'How to Have Sex' is Subtle and Scary
Writer/director Molly Manning Walker makes an auspicious debut.
It’s a cliché to declare something “THE FIRST GREAT MOVIE OF [CURRENT YEAR]!”, and technically, How to Have Sex didn’t even come out in the current year - it debuted at Cannes last May, was released in its native U.K. this past November, and has been nominated for multiple BAFTA awards, including Outstanding British Film and Debut by a British Writer, Director or Producer. Us poor Yanks are only just getting it now, though, so it’s new to us. And it is, in fact, THE FIRST GREAT MOVIE OF 2024.

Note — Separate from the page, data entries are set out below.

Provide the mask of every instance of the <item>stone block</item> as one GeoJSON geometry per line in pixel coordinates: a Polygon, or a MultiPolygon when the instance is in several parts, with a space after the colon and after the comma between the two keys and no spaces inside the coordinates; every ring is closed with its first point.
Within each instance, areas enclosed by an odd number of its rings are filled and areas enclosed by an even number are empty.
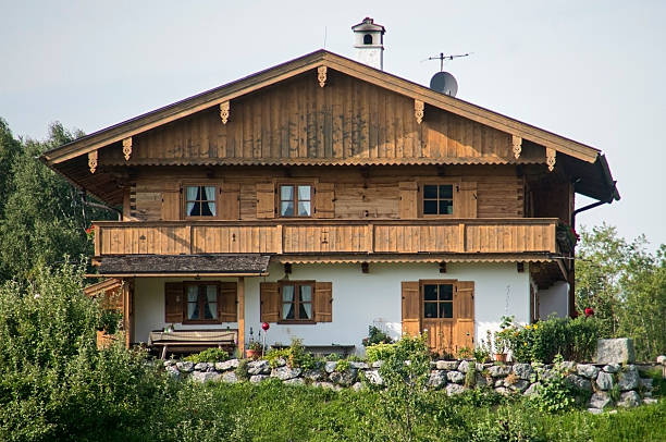
{"type": "Polygon", "coordinates": [[[599,340],[594,360],[596,364],[633,364],[633,341],[628,337],[599,340]]]}
{"type": "Polygon", "coordinates": [[[576,372],[579,376],[582,376],[588,379],[596,379],[596,375],[599,375],[600,371],[601,370],[599,369],[599,367],[595,367],[591,364],[579,364],[576,367],[576,372]]]}

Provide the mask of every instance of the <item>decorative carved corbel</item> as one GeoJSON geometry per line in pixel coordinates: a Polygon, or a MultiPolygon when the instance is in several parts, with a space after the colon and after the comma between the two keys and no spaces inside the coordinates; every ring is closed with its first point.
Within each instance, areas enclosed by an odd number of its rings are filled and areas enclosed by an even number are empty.
{"type": "Polygon", "coordinates": [[[551,172],[553,172],[553,169],[555,169],[555,149],[552,147],[546,147],[546,164],[548,164],[548,171],[551,172]]]}
{"type": "Polygon", "coordinates": [[[229,101],[220,103],[220,118],[222,119],[222,124],[226,124],[229,121],[229,101]]]}
{"type": "Polygon", "coordinates": [[[514,135],[511,138],[511,145],[514,146],[514,157],[516,157],[516,159],[520,158],[520,152],[522,151],[522,138],[518,135],[514,135]]]}
{"type": "Polygon", "coordinates": [[[90,173],[97,170],[97,150],[88,152],[88,168],[90,168],[90,173]]]}
{"type": "Polygon", "coordinates": [[[317,79],[319,81],[319,86],[324,87],[326,85],[326,66],[317,67],[317,79]]]}
{"type": "Polygon", "coordinates": [[[421,100],[414,100],[414,116],[416,116],[417,119],[417,123],[421,124],[421,121],[423,121],[423,109],[424,109],[424,105],[423,101],[421,100]]]}
{"type": "Polygon", "coordinates": [[[130,161],[130,157],[132,156],[132,137],[127,137],[123,139],[123,155],[125,156],[125,161],[130,161]]]}

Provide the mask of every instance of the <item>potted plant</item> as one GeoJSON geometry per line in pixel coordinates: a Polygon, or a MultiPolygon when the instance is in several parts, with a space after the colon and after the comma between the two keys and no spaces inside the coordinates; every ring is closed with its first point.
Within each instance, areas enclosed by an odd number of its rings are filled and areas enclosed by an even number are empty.
{"type": "Polygon", "coordinates": [[[245,355],[251,359],[259,358],[259,355],[261,355],[261,343],[259,341],[250,341],[250,343],[247,344],[245,355]]]}

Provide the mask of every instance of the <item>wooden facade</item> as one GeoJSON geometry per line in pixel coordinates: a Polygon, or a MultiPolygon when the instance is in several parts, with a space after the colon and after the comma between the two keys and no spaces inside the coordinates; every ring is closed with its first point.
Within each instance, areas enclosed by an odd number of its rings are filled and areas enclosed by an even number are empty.
{"type": "MultiPolygon", "coordinates": [[[[570,250],[560,247],[557,226],[572,222],[575,194],[619,199],[599,150],[326,51],[111,126],[41,159],[122,207],[121,221],[95,223],[98,261],[266,254],[285,263],[435,259],[445,266],[445,256],[538,262],[532,277],[547,286],[572,281],[570,250]],[[281,216],[281,186],[287,185],[308,188],[305,217],[281,216]],[[212,189],[205,191],[211,213],[187,214],[187,192],[196,186],[212,189]],[[436,214],[425,209],[433,186],[447,194],[436,214]]],[[[115,277],[126,282],[130,340],[136,275],[115,277]]],[[[251,275],[236,277],[243,348],[243,281],[251,275]]],[[[279,316],[271,284],[261,291],[261,316],[269,322],[279,316]]],[[[318,321],[331,321],[333,288],[317,284],[326,299],[314,305],[318,321]]],[[[403,282],[404,331],[428,330],[433,348],[472,346],[474,282],[447,282],[454,307],[451,317],[436,320],[423,316],[423,284],[403,282]]],[[[176,321],[183,315],[172,307],[165,317],[176,321]]],[[[226,307],[220,316],[231,318],[233,306],[226,307]]]]}

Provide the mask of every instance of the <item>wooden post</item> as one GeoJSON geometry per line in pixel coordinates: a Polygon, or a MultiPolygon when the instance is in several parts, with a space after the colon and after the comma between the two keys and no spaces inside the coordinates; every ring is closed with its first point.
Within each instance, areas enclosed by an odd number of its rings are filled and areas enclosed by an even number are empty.
{"type": "Polygon", "coordinates": [[[245,357],[245,278],[238,277],[238,356],[245,357]]]}

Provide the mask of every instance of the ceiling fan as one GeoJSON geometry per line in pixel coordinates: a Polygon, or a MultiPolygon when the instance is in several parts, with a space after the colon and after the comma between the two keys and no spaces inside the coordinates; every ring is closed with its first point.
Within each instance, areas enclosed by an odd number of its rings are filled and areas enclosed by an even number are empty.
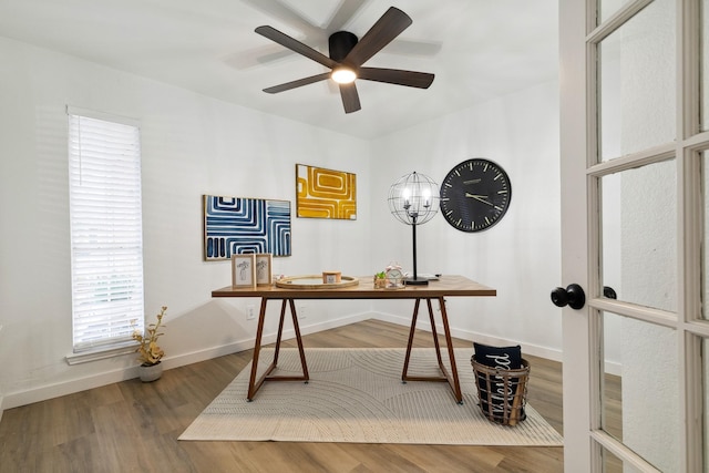
{"type": "Polygon", "coordinates": [[[258,27],[256,32],[271,41],[277,42],[291,51],[305,55],[327,68],[330,72],[311,75],[297,81],[286,82],[280,85],[264,89],[267,93],[285,92],[302,85],[332,79],[338,83],[345,113],[357,112],[361,109],[359,94],[354,85],[356,79],[367,81],[386,82],[409,88],[428,89],[433,82],[433,74],[428,72],[402,71],[399,69],[364,68],[363,64],[389,44],[403,30],[413,23],[403,11],[391,7],[358,40],[357,35],[349,31],[332,33],[328,40],[330,56],[316,51],[300,41],[281,33],[273,27],[258,27]]]}

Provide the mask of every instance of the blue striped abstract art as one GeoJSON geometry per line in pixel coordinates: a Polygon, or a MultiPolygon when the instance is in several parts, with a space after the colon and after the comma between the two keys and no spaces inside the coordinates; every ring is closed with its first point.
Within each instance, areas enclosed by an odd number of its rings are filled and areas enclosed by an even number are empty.
{"type": "Polygon", "coordinates": [[[205,195],[205,261],[247,253],[290,256],[290,202],[205,195]]]}

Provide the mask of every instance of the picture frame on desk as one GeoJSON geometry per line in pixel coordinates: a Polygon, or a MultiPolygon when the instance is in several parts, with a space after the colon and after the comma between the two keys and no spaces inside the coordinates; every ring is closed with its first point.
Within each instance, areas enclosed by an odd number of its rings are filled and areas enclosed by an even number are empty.
{"type": "Polygon", "coordinates": [[[232,255],[232,287],[256,287],[256,255],[253,253],[232,255]]]}
{"type": "Polygon", "coordinates": [[[256,286],[270,286],[274,284],[273,261],[274,255],[270,253],[257,253],[256,255],[256,286]]]}

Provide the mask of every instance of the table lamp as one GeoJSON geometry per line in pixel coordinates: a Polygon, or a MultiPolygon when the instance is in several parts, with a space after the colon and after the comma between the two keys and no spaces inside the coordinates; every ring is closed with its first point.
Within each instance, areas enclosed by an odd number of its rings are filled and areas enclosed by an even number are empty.
{"type": "Polygon", "coordinates": [[[417,226],[429,222],[439,210],[439,185],[429,176],[415,171],[401,176],[389,188],[389,209],[399,222],[411,225],[413,235],[413,277],[404,279],[407,285],[428,285],[417,271],[417,226]]]}

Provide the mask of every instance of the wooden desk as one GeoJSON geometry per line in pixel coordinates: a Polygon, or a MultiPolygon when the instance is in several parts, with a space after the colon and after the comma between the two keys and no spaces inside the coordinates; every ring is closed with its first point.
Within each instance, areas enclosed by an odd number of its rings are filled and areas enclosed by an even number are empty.
{"type": "Polygon", "coordinates": [[[258,288],[232,288],[230,286],[212,291],[212,297],[260,297],[261,305],[258,313],[258,329],[256,330],[256,340],[254,343],[254,358],[251,361],[251,376],[248,384],[247,399],[251,401],[256,392],[261,387],[264,381],[308,381],[310,379],[308,374],[308,363],[306,362],[306,353],[302,348],[302,338],[300,337],[300,327],[298,326],[298,317],[296,315],[296,299],[413,299],[415,300],[413,306],[413,315],[411,317],[411,329],[409,331],[409,343],[407,346],[407,356],[404,359],[403,372],[401,374],[402,381],[446,381],[453,390],[453,395],[459,403],[463,402],[463,394],[461,392],[460,381],[458,378],[458,368],[455,364],[455,356],[453,353],[453,346],[451,340],[451,330],[448,322],[448,313],[445,310],[445,297],[480,297],[480,296],[496,296],[496,290],[472,281],[463,276],[441,276],[440,280],[431,281],[428,286],[407,286],[405,289],[374,289],[372,276],[359,277],[359,285],[342,287],[342,288],[319,288],[319,289],[301,289],[301,288],[285,288],[285,287],[258,287],[258,288]],[[261,338],[264,336],[264,320],[266,318],[266,305],[269,300],[281,300],[280,307],[280,321],[278,323],[278,336],[276,337],[276,351],[274,353],[274,361],[267,368],[266,372],[256,379],[258,369],[258,357],[261,349],[261,338]],[[417,319],[419,316],[419,306],[421,300],[425,300],[429,309],[429,318],[431,320],[431,329],[433,336],[433,342],[435,345],[435,351],[439,362],[439,369],[442,372],[442,377],[415,377],[409,376],[409,360],[411,358],[411,347],[413,343],[413,333],[415,331],[417,319]],[[435,329],[435,320],[433,317],[432,301],[438,300],[439,308],[441,309],[441,319],[443,325],[443,331],[445,335],[446,351],[451,364],[451,371],[449,372],[443,360],[441,358],[441,347],[439,345],[438,333],[435,329]],[[298,351],[300,352],[300,363],[302,366],[301,377],[277,377],[270,376],[276,369],[278,363],[278,352],[280,350],[280,341],[284,330],[284,321],[286,316],[286,307],[290,308],[290,315],[292,318],[292,325],[296,332],[296,340],[298,342],[298,351]]]}

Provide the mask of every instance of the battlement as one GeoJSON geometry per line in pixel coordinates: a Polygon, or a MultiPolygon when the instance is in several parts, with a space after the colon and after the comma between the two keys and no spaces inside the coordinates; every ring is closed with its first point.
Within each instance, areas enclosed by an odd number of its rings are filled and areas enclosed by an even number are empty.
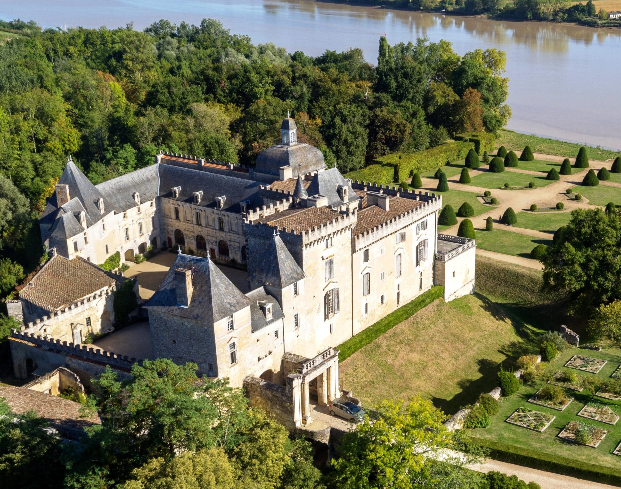
{"type": "Polygon", "coordinates": [[[68,355],[73,355],[84,360],[99,362],[122,369],[130,369],[132,364],[142,360],[129,357],[127,355],[117,355],[105,350],[96,349],[86,344],[74,344],[54,338],[47,338],[40,334],[18,331],[13,330],[10,339],[25,342],[42,348],[48,348],[68,355]]]}

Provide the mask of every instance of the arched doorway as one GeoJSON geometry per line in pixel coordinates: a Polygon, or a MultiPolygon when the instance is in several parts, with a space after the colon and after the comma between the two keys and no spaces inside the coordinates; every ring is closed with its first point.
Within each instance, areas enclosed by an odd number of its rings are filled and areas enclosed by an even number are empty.
{"type": "Polygon", "coordinates": [[[175,230],[175,244],[180,246],[186,246],[186,238],[180,229],[175,230]]]}
{"type": "Polygon", "coordinates": [[[220,256],[229,256],[229,244],[224,240],[218,241],[218,254],[220,256]]]}

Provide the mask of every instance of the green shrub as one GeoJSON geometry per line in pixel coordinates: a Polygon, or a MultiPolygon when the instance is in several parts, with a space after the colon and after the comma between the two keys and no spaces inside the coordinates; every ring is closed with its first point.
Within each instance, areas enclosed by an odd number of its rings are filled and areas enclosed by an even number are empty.
{"type": "Polygon", "coordinates": [[[520,388],[520,381],[517,380],[512,372],[503,370],[501,367],[497,375],[498,385],[504,396],[512,396],[517,392],[520,388]]]}
{"type": "Polygon", "coordinates": [[[504,171],[504,163],[498,156],[494,156],[489,162],[489,171],[492,173],[502,173],[504,171]]]}
{"type": "Polygon", "coordinates": [[[368,166],[360,170],[350,171],[343,176],[351,178],[355,182],[357,180],[365,183],[372,183],[377,185],[389,185],[396,181],[392,179],[394,175],[394,169],[390,166],[383,166],[381,164],[369,164],[368,166]]]}
{"type": "Polygon", "coordinates": [[[558,350],[551,341],[544,341],[539,347],[539,353],[545,362],[551,362],[558,355],[558,350]]]}
{"type": "Polygon", "coordinates": [[[508,224],[510,226],[517,224],[517,216],[515,215],[515,212],[512,207],[509,207],[504,212],[502,218],[501,219],[501,222],[503,224],[508,224]]]}
{"type": "Polygon", "coordinates": [[[520,156],[520,161],[532,161],[535,159],[535,156],[533,156],[533,150],[530,149],[530,146],[527,146],[524,151],[522,151],[522,155],[520,156]]]}
{"type": "Polygon", "coordinates": [[[589,158],[586,155],[586,148],[584,146],[581,146],[578,150],[578,155],[576,157],[576,163],[574,166],[576,168],[589,168],[589,158]]]}
{"type": "Polygon", "coordinates": [[[443,171],[440,174],[438,179],[438,186],[436,188],[438,192],[448,192],[448,182],[446,181],[446,174],[443,171]]]}
{"type": "Polygon", "coordinates": [[[475,239],[476,235],[474,234],[474,227],[473,225],[472,221],[469,219],[464,219],[461,221],[460,223],[460,228],[457,230],[457,235],[461,238],[475,239]]]}
{"type": "Polygon", "coordinates": [[[479,162],[479,155],[474,150],[470,150],[466,155],[466,161],[464,163],[466,168],[478,168],[481,164],[479,162]]]}
{"type": "Polygon", "coordinates": [[[492,397],[489,394],[483,393],[479,396],[477,402],[483,406],[487,414],[494,416],[498,413],[498,401],[492,397]]]}
{"type": "Polygon", "coordinates": [[[507,153],[504,157],[504,164],[507,168],[517,168],[518,164],[517,155],[512,151],[507,153]]]}
{"type": "Polygon", "coordinates": [[[546,179],[548,180],[560,180],[560,177],[558,176],[558,172],[556,171],[556,168],[553,168],[550,171],[548,172],[548,174],[546,176],[546,179]]]}
{"type": "Polygon", "coordinates": [[[545,254],[546,249],[548,247],[545,244],[537,244],[530,252],[530,258],[535,260],[540,260],[545,254]]]}
{"type": "Polygon", "coordinates": [[[584,176],[584,178],[582,179],[582,185],[585,187],[597,187],[599,185],[599,180],[597,179],[592,168],[589,170],[584,176]]]}
{"type": "Polygon", "coordinates": [[[561,175],[571,174],[571,163],[568,158],[566,158],[563,160],[563,164],[561,165],[561,171],[559,173],[561,175]]]}
{"type": "Polygon", "coordinates": [[[605,182],[610,179],[610,173],[607,168],[602,167],[597,172],[597,179],[605,182]]]}
{"type": "Polygon", "coordinates": [[[613,173],[621,173],[621,156],[617,156],[615,158],[615,161],[612,162],[610,171],[613,173]]]}
{"type": "Polygon", "coordinates": [[[440,226],[453,226],[457,224],[457,216],[455,211],[450,204],[444,206],[438,218],[438,224],[440,226]]]}
{"type": "Polygon", "coordinates": [[[464,202],[457,210],[457,215],[460,217],[472,217],[474,215],[474,209],[468,202],[464,202]]]}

The premise and themes of How to Have Sex, the debut feature from writer/director Molly Manning Walker, are not dissimilar from last year’s The Royal Hotel: young women on holiday find themselves menaced by men in ways that are somehow socially acceptable. The difference is, the young women in The Royal Hotel are in their twenties and working at a bar in the middle of nowhere, which doesn’t exactly sound safe, whereas the young women in How to Have Sex are sixteen, and attending whatever the U.K.’s equivalent of Spring Break in Cabo is, which is a fairly standard adventure for scores of teenagers every year.
The young women in question - Tara (Mia McKenna-Bruce), Skye (Lara Peake), and Em (Enva Lewis) - find themselves in a hotel room next door to two boys, Badger (Shaun Thomas) and Paddy (Samuel Bottomley), and another girl, Paige (Laura Ambler), who, like Em, is queer. There’s clear chemistry between Tara, who is the only one of her friends who’s still a virgin, and Badger… but Skye also likes Badger, and thus begins gently and not-so-gently pushing Tara towards Paddy.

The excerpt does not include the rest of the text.